Black beans are more than just a staple in Venezuelan cuisine, often served stuffed into freshly-toasted arepas (corn patties) with white salty cheese. They are actually part of the traditional national dish, Pabellon Criollo served along white rice, sweet plantain, and stewed shredded beef. 
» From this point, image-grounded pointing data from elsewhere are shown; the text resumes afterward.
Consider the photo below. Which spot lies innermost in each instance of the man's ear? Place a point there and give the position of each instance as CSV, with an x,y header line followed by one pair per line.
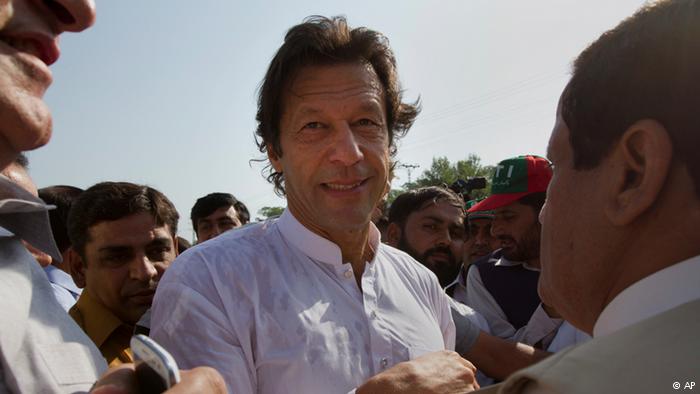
x,y
175,245
77,268
274,159
640,164
393,234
Recipes for black beans vary by region and family. In the central region, for example, home cooks go for added sweetness by adding sugar. Our take on this traditional recipe leans this way too, by adding rich maple syrup for that touch of sweet and Vegan Tomato 'Nduja in place for the traditional bacon and aromatics (garlic, bell pepper, chile), for extra flavor and a dash of heat.


SERVES 2


INGREDIENTS

1 tbsp vegan Tomato ‘Nduja
1 (15oz) can black beans
1 tbsp extra virgin olive oil
1 small spanish onion
1/2 cup water or veggie broth
2 tsp ground cumin
1 tbsp maple syrup
sea salt to taste
fresh parsley or cilantro for garnish (optional)

Photos + Styling by City Saucery

PREPARATION


Heat olive oil in a small saucepan. Add the onions and cook over medium heat until soft and translucent. Add Vegan ‘Nduja and mix with the onions until mostly dissolved.

Add the veggie stock, and cumin and stir to combine. Add the canned beans and gently stir to combine. Cover and allow to boil.

Add the maple syrup and salt to taste. Continue to simmer until thickened (but not too dry), about 15-20 minutes.

Serve with a sprinkle of chopped cilantro. Enjoy!